O mais interessante nesse processo, entretanto, é que nada do que foi captado seria desperdiçado. Pelo contrário, haveria material para agregar conhecimento ao leitor, dando a ele a possibilidade de criar sua própria veia editorial. Ou seja, ao acessar uma série de dados omitidos na notícia, o leitor poderia reconstruir o texto com uma nova linha editorial, sem perder o teor informativo.

"No software livre, todo o código-fonte é compilado de acordo com uma arquitetura. No processo jornalístico também funciona a compilação. Lê-se as fontes e depois gera um texto – como uma versão executável de um programa. A leitura das fontes não é unívoca. O jornalista destaca o que prefere. Se você faz uma abertura das fontes, permite que outras pessoas recompilem outros textos. Fatos iguais podem ter leituras diferentes a partir de quem os lê”, explicou Evangelista em entrevista ao Observatório da Imprensa.

Quanto à linguagem desse modelo de jornalismo, sabe-se que ela tende a uma pasteurização, uma vez que as informações e textos são monitorados por um batalhão de “editores”. Assim, o conteúdo noticioso acaba adaptando-se ao todo da construção coletiva, ou seja, o projeto acaba sendo pautado pela média do gosto geral.

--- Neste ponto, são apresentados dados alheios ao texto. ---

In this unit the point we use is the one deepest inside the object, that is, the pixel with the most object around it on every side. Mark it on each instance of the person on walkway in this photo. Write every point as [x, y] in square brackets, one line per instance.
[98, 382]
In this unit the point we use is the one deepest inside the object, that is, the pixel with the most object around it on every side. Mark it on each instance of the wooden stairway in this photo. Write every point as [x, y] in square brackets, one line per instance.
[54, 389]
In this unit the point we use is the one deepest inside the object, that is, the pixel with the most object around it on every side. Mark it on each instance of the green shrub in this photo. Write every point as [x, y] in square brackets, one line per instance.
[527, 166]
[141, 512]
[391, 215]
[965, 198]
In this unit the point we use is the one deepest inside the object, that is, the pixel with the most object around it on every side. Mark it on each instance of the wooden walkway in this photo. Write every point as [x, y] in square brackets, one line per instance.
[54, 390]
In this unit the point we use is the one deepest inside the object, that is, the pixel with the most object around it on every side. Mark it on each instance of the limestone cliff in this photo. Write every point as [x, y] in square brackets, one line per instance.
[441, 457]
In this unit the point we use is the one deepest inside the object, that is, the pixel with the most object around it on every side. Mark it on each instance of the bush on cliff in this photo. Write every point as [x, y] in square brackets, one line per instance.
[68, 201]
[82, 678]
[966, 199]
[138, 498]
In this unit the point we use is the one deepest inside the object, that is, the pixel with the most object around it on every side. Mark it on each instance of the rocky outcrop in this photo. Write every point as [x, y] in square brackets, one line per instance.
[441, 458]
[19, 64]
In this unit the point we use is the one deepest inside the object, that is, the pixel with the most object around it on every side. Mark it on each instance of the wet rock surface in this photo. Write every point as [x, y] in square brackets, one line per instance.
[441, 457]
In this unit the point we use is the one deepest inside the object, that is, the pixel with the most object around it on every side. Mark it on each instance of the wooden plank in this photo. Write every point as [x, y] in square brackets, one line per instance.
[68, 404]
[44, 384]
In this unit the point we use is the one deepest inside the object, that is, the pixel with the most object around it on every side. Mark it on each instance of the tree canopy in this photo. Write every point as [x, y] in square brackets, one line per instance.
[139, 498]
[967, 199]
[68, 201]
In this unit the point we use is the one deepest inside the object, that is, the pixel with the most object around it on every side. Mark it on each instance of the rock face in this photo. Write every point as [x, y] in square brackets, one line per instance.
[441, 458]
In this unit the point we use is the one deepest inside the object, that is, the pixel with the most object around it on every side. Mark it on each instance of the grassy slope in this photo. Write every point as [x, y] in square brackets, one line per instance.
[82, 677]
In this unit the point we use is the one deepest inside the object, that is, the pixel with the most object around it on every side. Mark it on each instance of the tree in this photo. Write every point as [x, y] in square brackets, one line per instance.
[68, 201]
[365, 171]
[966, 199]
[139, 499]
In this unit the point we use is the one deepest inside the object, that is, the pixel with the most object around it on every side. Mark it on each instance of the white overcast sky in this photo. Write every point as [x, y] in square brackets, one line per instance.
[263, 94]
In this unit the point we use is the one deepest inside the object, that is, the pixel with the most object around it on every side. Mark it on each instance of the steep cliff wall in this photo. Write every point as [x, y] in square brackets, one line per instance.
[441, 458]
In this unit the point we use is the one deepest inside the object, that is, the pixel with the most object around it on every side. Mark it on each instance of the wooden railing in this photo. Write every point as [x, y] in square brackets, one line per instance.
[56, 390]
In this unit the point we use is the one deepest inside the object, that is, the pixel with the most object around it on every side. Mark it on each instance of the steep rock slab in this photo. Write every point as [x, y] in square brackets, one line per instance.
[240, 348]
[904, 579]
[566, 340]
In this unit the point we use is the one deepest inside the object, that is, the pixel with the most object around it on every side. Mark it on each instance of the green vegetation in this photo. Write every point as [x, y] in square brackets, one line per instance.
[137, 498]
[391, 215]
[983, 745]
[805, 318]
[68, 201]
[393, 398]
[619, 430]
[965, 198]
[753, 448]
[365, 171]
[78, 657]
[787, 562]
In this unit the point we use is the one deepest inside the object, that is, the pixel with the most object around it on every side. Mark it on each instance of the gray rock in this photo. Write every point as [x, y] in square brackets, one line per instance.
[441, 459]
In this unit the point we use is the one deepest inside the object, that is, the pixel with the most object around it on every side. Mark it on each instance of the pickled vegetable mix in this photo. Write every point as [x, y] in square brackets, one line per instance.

quarta-feira, 4 de junho de 2008

Jornalismo open source causa polêmica

Selo Open Source Initiative.

Jornalismo Open Source ou jornalismo participativo, como é conhecido, é uma filosofia na qual o conteúdo da notícia é produzido de forma colaborativa, ou seja, as notícias são produzidas por cidadãos sem qualquer tipo de formação acadêmica específica na área de Jornalismo. Isso se deve ao fato de o avanço tecnológico ter crescido muito em pouco tempo, hoje em dia qualquer pessoa possui celular com câmeras digitais, por exemplo, o que facilita muito na hora de captar algum fato que acabou de ocorrer e publicá-lo na internet em questão de minutos.
O jornalismo open source se caracteriza pela maior liberdade na produção de notícias, sendo assim, as matérias, podem, em alguns casos, fugir dos padrões de escrita jornalística, como no caso do lead e da pirâmide invertida. Por outro lado, as matérias publicadas devem ter credibilidade, e essa parte cabe aos jornalistas profissionais, na função de editores, verificar a veracidade dos fatos antes de publicá-los.
Para a jornalista Ana Maria Brambilla o jornalismo open source não surge com a intenção de desregulamentar nenhuma profissão, a meta é fortalecer as bases dialógicas de uma imprensa cuja função é aperfeiçoar o potencial crítico do público.
Segundo o observatório da imprensa a equipe do site OhmyNews, exemplo de jornalismo open source, edita matérias de jornalistas cidadãos por toda Coréia do Sul. Têm mais de 150 artigos postados diariamente no site, que vão desde notícias de ultima hora até analises políticas. Os repórteres cidadãos recebem de US$ 2 a US$ 20 por cada matéria publicada pelo OhmyNews. Cerca de 76% dos repórteres são do sexo masculino, 20% são universitários, 6% são mocroempresários e 73% tem de 20 a 39 anos de idade.
Open source ou código livre é um software de utilização livre, para quem quiser usar. Todos podem contribuir, seja no desenvolvimento, seja na correção de erros, seja na documentação, desde que a condição de liberdade seja mantida. O termo open source surgiu pela primeira vez em 1998 e foi cunhado pela OSI (Open Source Initiative).